Après sa victoire, lors de la guerre contre les cinq rois, Avraham fit le serment de ne rien garder du butin pour lui-même, comme il est écrit: « Et Avram dit au roi de Sodome: je jure devant l’Eternel, D. suprême... ni une lanière ni une courroie de sandale, je ne prendrai rien de ce qui est à toi, pour que tu ne puisses pas dire: c’est moi qui ai enrichi Avram » (Béréshit 14:22-23).
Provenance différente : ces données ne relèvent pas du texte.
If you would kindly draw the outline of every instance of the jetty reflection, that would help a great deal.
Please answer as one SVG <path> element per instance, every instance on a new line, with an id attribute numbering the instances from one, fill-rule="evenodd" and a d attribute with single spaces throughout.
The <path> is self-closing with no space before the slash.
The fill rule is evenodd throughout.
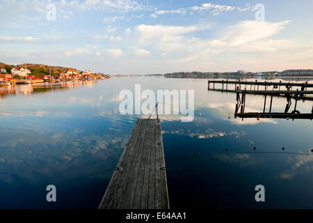
<path id="1" fill-rule="evenodd" d="M 97 80 L 84 82 L 67 82 L 58 83 L 43 83 L 38 84 L 17 85 L 6 88 L 0 88 L 0 97 L 7 95 L 31 95 L 36 93 L 49 92 L 58 90 L 72 89 L 81 86 L 91 88 Z"/>
<path id="2" fill-rule="evenodd" d="M 221 89 L 216 89 L 216 84 L 221 84 Z M 213 87 L 211 86 L 213 85 Z M 230 89 L 229 89 L 229 86 Z M 234 89 L 232 89 L 234 87 Z M 250 89 L 247 90 L 247 86 Z M 262 89 L 261 89 L 262 87 Z M 280 88 L 284 90 L 281 90 Z M 293 88 L 297 88 L 293 89 Z M 271 88 L 271 89 L 270 89 Z M 309 89 L 308 89 L 309 88 Z M 313 84 L 307 81 L 304 83 L 300 82 L 282 82 L 281 80 L 277 82 L 255 82 L 241 80 L 209 80 L 208 90 L 220 91 L 236 93 L 236 105 L 234 117 L 241 118 L 291 118 L 294 119 L 313 119 L 313 105 L 310 113 L 300 112 L 297 109 L 298 101 L 305 100 L 312 100 L 313 98 Z M 284 90 L 284 89 L 286 89 Z M 246 94 L 262 95 L 264 95 L 263 112 L 245 112 L 246 105 Z M 307 96 L 308 95 L 308 96 Z M 270 97 L 268 112 L 266 112 L 266 99 Z M 272 112 L 273 96 L 283 96 L 287 98 L 287 105 L 284 111 L 282 112 Z M 292 101 L 294 101 L 294 109 L 289 112 Z M 307 111 L 305 112 L 307 112 Z"/>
Le Talmud (Sotah 17a, H’oulin 89a) rapporte à ce sujet: « Rava explique: c’est parce qu’Avraham a dit « ni une lanière ni une courroie de sandale », que ses enfants furent récompensés et méritèrent deux commandements, la cordelière bleue des Tzitzit et la courroie des Téphilines ». La courroie des Téphilines est certainement une récompense (Rashi ad. loc.), comme il est écrit: « Tous les peuples du monde verront que tu portes le Nom de D. et ils te craindront » (Dvarim 28:10), et Rabbi Eliézer HaGadol enseigne (H’oulin ibid, Brach’ot 6a, 57a) que ce verset se réfère aux Téphilines de la tête. Mais quel est le mérite de porter la cordelière bleue des Tzitzit? Il est enseigné (Menah’ot 43b): « Rabbi Meir dit: pourquoi la couleur bleue... parce que l’azur rappelle la mer, et la mer rappelle le ciel, et le ciel rappelle le Trône de Gloire ». Tel est l’enseignement du Talmud.

Le Rabbin Teboul, directeur de notre Kollel m’a demandé: Quel est le rapport entre le fait qu’Avraham ait refusé de prendre pour lui-même des objets de si peu de valeur, qu’une lanière et une courroie, et le fait que ses enfants aient mérité pour cela les commandements des Tzitzit et des Téphilines?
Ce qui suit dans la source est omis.